Words: Dean Zweck
Establishing a regular sleeping pattern is particularly difficult, especially with the darker days and nights . Fortunately, simple lifestyle changes such as introducing exercise to your daily routine and increasing your activity levels can help to improve this.
For those who are struggling to switch off after a day of working remotely and being stuck indoors, these exercises can help you to drift off at night and also regulate your sleep
HOW DOES EXERCISE AID SLEEP?
When you exercise, your body breaks down energy stores, works muscles to the point of fatigue, and takes our body outside its resting normal state. As you expend energy, your body will feel physically tired due to the stresses placed upon it through training. Your central nervous system also loses its ability to recruit and activate muscle which causes muscle fatigue, therefore making you feel tired.
Whilst it’s important not to over-exert yourself, it is normal to feel a sense of physical fatigue after exercising and this will help you to feel ready for sleep in the evening. Furthermore, an increase in your level of physical activity will also increase the amount of time spent in deep sleep, which is the most physically restorative phase of sleep. This restorative phase of sleep enhances regeneration & repair, both physical and hormonal. Studies have found that frequent aerobic exercise, for periods of 30 minutes or more, can improve sleep quality and reduce excessive daytime sleepiness for people with insomnia. Another physical benefit of exercising is that frequent aerobic activity can help to regulate and improve breathing – research has shown that moderate intensity aerobic exercise can reduce the symptoms of sleep-disordered breathing conditions, such as obstructive sleep apnea.
There are also wellbeing benefits of exercise that can help you to get to sleep, as the endorphins released during physical activity can improve your overall mood and help combat low mood and stress, which could be interrupting your sleep.
WHEN SHOULD I EXERCISE TO HELP SLEEP?
There is no evidence that exercising in the evening will have a negative impact on your sleep, however it’s a good idea to leave at least two hours between intense physical aerobic activity and going to bed. This allows time for your body to reach its normal resting state post exercise (homeostasis) whilst also helping to protect your bedtime routine.
What’s most important is that you work out at a time that best suits your daily routine and you feel most motivated. Map out your day to ensure that some form of physical activity, whether that’s an intense HIIT work out or leisurely walk, is incorporated into your day. Slow paced exercises which place an emphasis on breathing, such as yoga, can be a great addition to your evening schedule and will help you to relax just before bed. Try lighting a few candles and turning out the room lights so you can really relax into the movements.

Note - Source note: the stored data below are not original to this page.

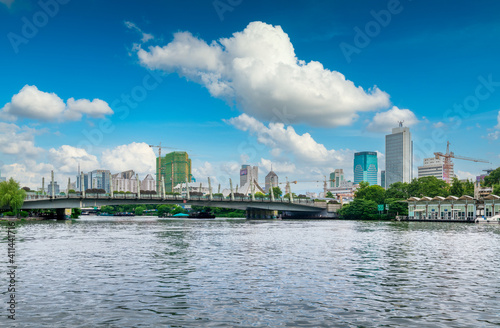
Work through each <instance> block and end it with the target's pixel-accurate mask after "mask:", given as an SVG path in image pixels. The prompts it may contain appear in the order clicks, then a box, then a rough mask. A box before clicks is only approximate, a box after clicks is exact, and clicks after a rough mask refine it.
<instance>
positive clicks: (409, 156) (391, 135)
mask: <svg viewBox="0 0 500 328" xmlns="http://www.w3.org/2000/svg"><path fill="white" fill-rule="evenodd" d="M412 178H413V142H412V141H411V133H410V129H409V128H406V127H403V122H400V123H399V127H397V128H394V129H392V133H391V134H388V135H386V136H385V184H386V187H387V188H389V187H390V186H391V184H393V183H395V182H408V183H409V182H411V180H412Z"/></svg>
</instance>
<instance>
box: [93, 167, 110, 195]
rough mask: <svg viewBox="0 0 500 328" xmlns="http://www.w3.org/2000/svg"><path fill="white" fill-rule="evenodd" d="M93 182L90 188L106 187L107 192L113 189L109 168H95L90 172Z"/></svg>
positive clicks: (108, 192) (101, 188) (99, 188)
mask: <svg viewBox="0 0 500 328" xmlns="http://www.w3.org/2000/svg"><path fill="white" fill-rule="evenodd" d="M88 179H89V181H90V183H91V185H90V189H104V190H105V191H106V192H107V193H109V192H110V191H111V172H109V170H94V171H91V172H89V173H88Z"/></svg>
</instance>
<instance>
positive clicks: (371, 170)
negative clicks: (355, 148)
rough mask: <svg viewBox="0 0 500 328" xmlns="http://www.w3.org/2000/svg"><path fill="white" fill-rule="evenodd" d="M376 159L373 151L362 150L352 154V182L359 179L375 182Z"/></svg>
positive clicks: (377, 170)
mask: <svg viewBox="0 0 500 328" xmlns="http://www.w3.org/2000/svg"><path fill="white" fill-rule="evenodd" d="M377 175H378V161H377V153H376V152H374V151H363V152H359V153H355V154H354V184H359V183H360V182H361V181H366V182H368V183H370V185H371V186H373V185H376V184H377Z"/></svg>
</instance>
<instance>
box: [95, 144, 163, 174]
mask: <svg viewBox="0 0 500 328" xmlns="http://www.w3.org/2000/svg"><path fill="white" fill-rule="evenodd" d="M101 163H102V167H104V168H106V169H108V170H111V172H113V173H115V172H122V171H127V170H134V171H135V172H136V173H139V174H141V175H142V174H154V173H155V170H156V155H155V153H154V151H153V149H152V148H151V147H149V145H148V144H146V143H144V142H141V143H137V142H133V143H131V144H128V145H121V146H118V147H115V148H113V149H111V150H109V149H108V150H105V151H104V152H103V153H102V155H101Z"/></svg>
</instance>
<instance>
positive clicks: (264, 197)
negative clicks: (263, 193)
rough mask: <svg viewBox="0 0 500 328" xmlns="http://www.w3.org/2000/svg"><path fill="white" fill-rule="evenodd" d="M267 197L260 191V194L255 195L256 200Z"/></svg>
mask: <svg viewBox="0 0 500 328" xmlns="http://www.w3.org/2000/svg"><path fill="white" fill-rule="evenodd" d="M265 197H266V195H264V194H263V193H261V192H260V191H258V192H256V193H255V198H265Z"/></svg>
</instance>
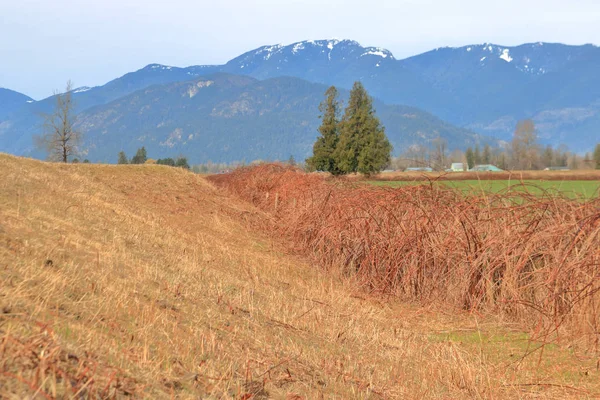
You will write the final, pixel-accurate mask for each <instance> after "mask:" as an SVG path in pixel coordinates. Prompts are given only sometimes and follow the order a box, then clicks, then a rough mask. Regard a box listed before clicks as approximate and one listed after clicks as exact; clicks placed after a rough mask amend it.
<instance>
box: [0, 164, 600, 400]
mask: <svg viewBox="0 0 600 400" xmlns="http://www.w3.org/2000/svg"><path fill="white" fill-rule="evenodd" d="M250 215H252V216H253V218H268V216H266V215H263V214H261V213H260V212H259V211H257V209H255V208H253V207H252V206H250V205H247V204H245V203H242V202H241V201H239V200H236V199H234V198H232V197H230V196H227V195H225V194H224V193H222V192H220V191H218V190H216V189H215V188H214V187H213V186H212V185H211V184H210V183H208V182H207V181H205V180H204V178H201V177H198V176H195V175H193V174H191V173H188V172H185V171H182V170H179V169H174V168H169V167H161V166H154V165H143V166H109V165H85V164H79V165H60V164H48V163H42V162H38V161H33V160H27V159H21V158H16V157H12V156H8V155H3V154H0V398H8V399H12V398H15V399H18V398H74V397H77V398H81V397H83V398H122V397H134V398H215V399H217V398H236V399H250V398H254V399H260V398H277V399H301V398H302V399H318V398H327V399H330V398H338V399H350V398H363V399H370V398H373V399H376V398H386V399H387V398H390V399H395V398H398V399H400V398H408V399H412V398H414V399H418V398H432V399H450V398H485V399H488V398H489V399H492V398H494V399H495V398H507V399H508V398H536V399H538V398H597V397H598V393H600V390H599V384H598V370H597V365H596V362H597V359H595V358H593V357H592V356H581V355H577V354H574V353H573V352H571V351H569V349H561V348H558V347H555V346H552V347H548V346H547V347H546V348H545V349H544V351H545V354H544V357H543V358H539V357H538V356H539V355H540V352H539V351H537V352H535V353H534V354H533V355H532V356H529V357H526V358H524V359H523V358H522V356H523V355H524V354H525V353H526V352H527V351H528V350H530V349H533V348H535V344H533V343H529V342H528V341H527V339H526V337H525V336H524V335H523V334H522V333H520V332H519V331H518V329H515V328H514V327H511V326H509V325H507V324H506V323H503V322H502V321H499V320H497V319H495V318H494V317H491V316H480V315H476V314H467V313H455V312H447V311H444V310H443V309H438V308H432V307H428V308H422V307H418V306H417V305H403V304H399V303H397V302H396V301H394V300H393V299H390V300H385V299H377V298H371V297H368V296H365V295H364V294H362V293H359V292H357V290H356V289H355V286H353V284H352V282H350V281H347V280H345V279H344V278H342V277H340V276H336V275H335V274H333V273H325V272H322V270H321V269H319V268H315V267H314V266H312V265H309V263H308V262H307V261H305V260H302V259H299V258H297V257H293V256H290V255H286V254H284V253H283V252H282V249H283V248H285V246H280V243H273V242H272V241H271V240H269V239H267V236H263V235H261V234H259V233H255V232H252V231H251V230H249V229H248V225H247V224H246V223H245V222H244V220H245V219H246V217H247V216H250Z"/></svg>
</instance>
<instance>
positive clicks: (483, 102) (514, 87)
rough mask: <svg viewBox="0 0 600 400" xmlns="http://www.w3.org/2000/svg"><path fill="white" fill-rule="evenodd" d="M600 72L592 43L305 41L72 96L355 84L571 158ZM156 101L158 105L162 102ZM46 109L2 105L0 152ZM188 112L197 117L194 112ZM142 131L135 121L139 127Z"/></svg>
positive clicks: (33, 121)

WHAT EXERCISES ARE BEST TO HELP SLEEP?
Whilst any form of physical activity will contribute towards a better night sleep, there are some exercises that are particularly effective in helping people fall asleep:
Yoga does not only have a multitude of physical benefits, such as strengthening muscles and improving mobility to name a few, it can also aid our wellbeing. This popular practice relieves physical tension whilst calming your mind by encouraging relaxation, through muscle tension and relaxation, deep stretches and targeting breathing.
A study by Total Fitness found that 1 in 3 millennials feel less stressed and anxious after practicing yoga – so if you are experiencing feelings of stress or anxiety in the evening, this form of exercise is a great way to get a better night’s sleep. There are plenty of free yoga classes available online including meditative yoga classes which incorporates elements of meditation into the physical practice and is a great option for the evenings.
Built up of intense exercises and a fast pace, HIIT workouts are a fantastic way to tire out your muscles and help prepare you for the deep sleep your body needs.
As many of us are spending the entire day at home and at our desks, HIIT workouts are a great way to get the blood pumping and aerobic system working, which is important for your overall heath. There are plenty of online HIIT classes you can follow, or simply create your own circuit: choose your 5 favourite aerobic exercises, such as burpees, jump squats, and mountain climbers. Do each exercise for 30 seconds with a 10 second active rest between, then repeat 3 times.
WALKING AND JOGGING
A brisk walk is the perfect way to get some fresh air and work your muscles. A great form of exercise for people of all fitness levels and experience, the impact a brisk walk can have on your body is not to be overlooked – 30 minutes of brisk walking will burn between 100-300 calories.
In addition to this, the change of scenery will provide stimulation and a much needed break from screens, which can be disruptive to our sleep.
If you’re finding that your favourite walking route doesn’t tire you out much, then try increasing the duration of your walk or switching up the tempo to a mid paced jog.
Although swimming is difficult to do whilst leisure centres and gyms are closed, it is a fantastic exercise to consider taking up in the future if you want to improve your sleep schedule.
Swimming is a high-intensity exercise that engages all the muscle groups in your body, including the large muscles in your shoulders, chest, quads and abdominals. Using all these muscles means that a lot of energy will be expended whilst swimming, so your body will need plenty of time (and sleep) to repair and recover. What’s more, our bodies also use up energy trying to maintain a warm body temperature whilst we swim – this leads to a greater fatigue than other high intensity forms of exercise.